Staking and summer phloxes

Staking and summer phloxes

By Jodie Jones

This week Great Dixter I started the day by watering all the pots. This required more concentration than you might think because there are so many plants crammed into each display, with their foliage all knit together, that it’s hard to know where each pot ends and fresh air begins. Peering closely reminded me (yet again) how important it is to consider form and foliage when combining plants, not just flower.

Although I did also notice that the petunia pots needed deadheading, and spent a sticky few minutes snipping off spent blooms and nascent seed pods.

Then I joined in a team effort to get as many cosmos staked as possible before the bad weather forecast for the weekend inflicted any lasting damage. The aim, as with the best ladies’ corsetry, was to provide maximum support with minimum visible presence.

Our efforts were curtailed by a distinct lack of suitable canes, and we got sidetracked into a discussion about the tidal wave of Anemanthele lessoniana currently washing over the perimeter paths in the High Garden. Suddenly a visitor from New Zealand popped up out of the undergrowth to observe that this plant, aka the New Zealand wind grass, grew really badly in her North Island garden, before asking excitedly whether she really had just seen Fergus guiding Piet Oudolf around the garden… Yes, she had.

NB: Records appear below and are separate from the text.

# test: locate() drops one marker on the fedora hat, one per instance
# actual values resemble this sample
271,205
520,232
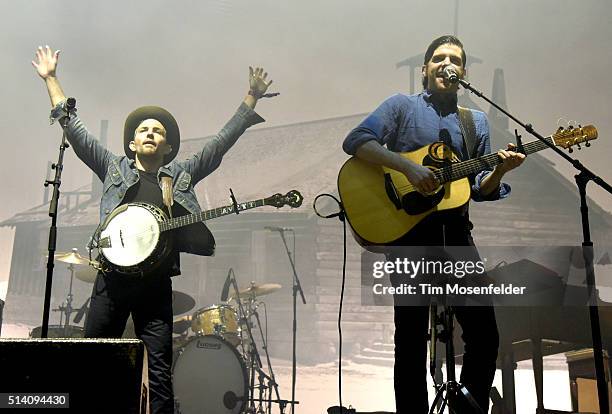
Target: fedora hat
173,136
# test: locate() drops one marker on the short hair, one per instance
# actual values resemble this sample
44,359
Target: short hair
436,43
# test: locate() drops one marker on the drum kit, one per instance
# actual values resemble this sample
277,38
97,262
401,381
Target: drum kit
216,366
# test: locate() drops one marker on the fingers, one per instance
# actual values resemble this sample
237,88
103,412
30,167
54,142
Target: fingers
510,159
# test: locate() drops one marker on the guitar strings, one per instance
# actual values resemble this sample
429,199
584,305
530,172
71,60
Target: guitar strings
465,168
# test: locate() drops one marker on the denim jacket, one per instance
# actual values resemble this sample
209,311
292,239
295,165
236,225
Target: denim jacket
119,173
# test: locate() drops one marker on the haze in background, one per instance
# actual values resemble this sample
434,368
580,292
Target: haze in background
327,58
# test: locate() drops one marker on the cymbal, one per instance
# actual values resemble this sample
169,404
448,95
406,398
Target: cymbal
181,324
59,331
86,274
181,302
71,257
259,290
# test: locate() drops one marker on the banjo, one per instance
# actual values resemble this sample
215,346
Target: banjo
134,238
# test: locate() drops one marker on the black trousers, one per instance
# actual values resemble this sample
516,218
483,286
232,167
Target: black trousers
149,300
412,322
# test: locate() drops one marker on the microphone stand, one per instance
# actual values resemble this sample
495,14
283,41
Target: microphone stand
296,287
255,358
582,179
56,182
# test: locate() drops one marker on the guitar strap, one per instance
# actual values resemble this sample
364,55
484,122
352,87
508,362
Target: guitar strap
468,130
167,197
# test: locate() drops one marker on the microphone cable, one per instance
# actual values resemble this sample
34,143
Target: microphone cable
342,217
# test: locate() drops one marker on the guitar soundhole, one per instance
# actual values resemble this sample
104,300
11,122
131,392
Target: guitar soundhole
416,203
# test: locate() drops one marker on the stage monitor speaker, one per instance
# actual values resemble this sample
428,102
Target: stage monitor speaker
97,375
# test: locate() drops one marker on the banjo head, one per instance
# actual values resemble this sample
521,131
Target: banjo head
131,234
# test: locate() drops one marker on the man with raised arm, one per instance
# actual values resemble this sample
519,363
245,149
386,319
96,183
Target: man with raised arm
148,173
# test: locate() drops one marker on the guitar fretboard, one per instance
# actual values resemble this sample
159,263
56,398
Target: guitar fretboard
208,214
463,169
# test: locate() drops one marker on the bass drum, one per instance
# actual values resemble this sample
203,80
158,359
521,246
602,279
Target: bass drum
209,376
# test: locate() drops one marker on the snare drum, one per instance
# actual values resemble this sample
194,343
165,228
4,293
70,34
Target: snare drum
209,376
218,320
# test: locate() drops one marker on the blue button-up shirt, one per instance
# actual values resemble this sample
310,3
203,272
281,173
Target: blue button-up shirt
408,122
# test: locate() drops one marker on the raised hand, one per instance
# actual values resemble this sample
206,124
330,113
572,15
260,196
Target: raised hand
46,62
257,82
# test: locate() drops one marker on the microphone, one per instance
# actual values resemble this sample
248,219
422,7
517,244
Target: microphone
450,74
70,104
230,399
276,228
225,290
81,312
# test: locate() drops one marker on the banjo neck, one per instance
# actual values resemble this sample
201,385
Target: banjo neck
188,219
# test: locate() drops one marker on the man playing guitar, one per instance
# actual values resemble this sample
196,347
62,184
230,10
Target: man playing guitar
148,173
405,123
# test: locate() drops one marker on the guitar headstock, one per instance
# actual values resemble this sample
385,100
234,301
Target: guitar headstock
568,137
292,199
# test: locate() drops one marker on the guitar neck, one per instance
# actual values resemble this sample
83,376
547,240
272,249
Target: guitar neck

At lunchtime, phlox were on the menu. There’s a good display set up in the front porch at the moment and a lot of the cultivars have eccentric names dating from Christo’s days, including Long Border Mauve (from the Long Border…) and Doghouse Pink (from someone whose home used to be The Dog public house). People read out snippets about them from some of CL’s books, making Fergus smile at the memory of the man behind the words, and for a moment it felt like he had joined us at the messy mess room table. 

In the afternoon we potted on absolutely masses of Isatis tinctoria and then tackled an A4-sized wooden tray of Phlox paniculata root cuttings taken only last November. These had grown extremely well and Fergus guessed we would end up with 62 individual plants. Sadly, I have to report that he was completely wrong. We only got 59 in the end.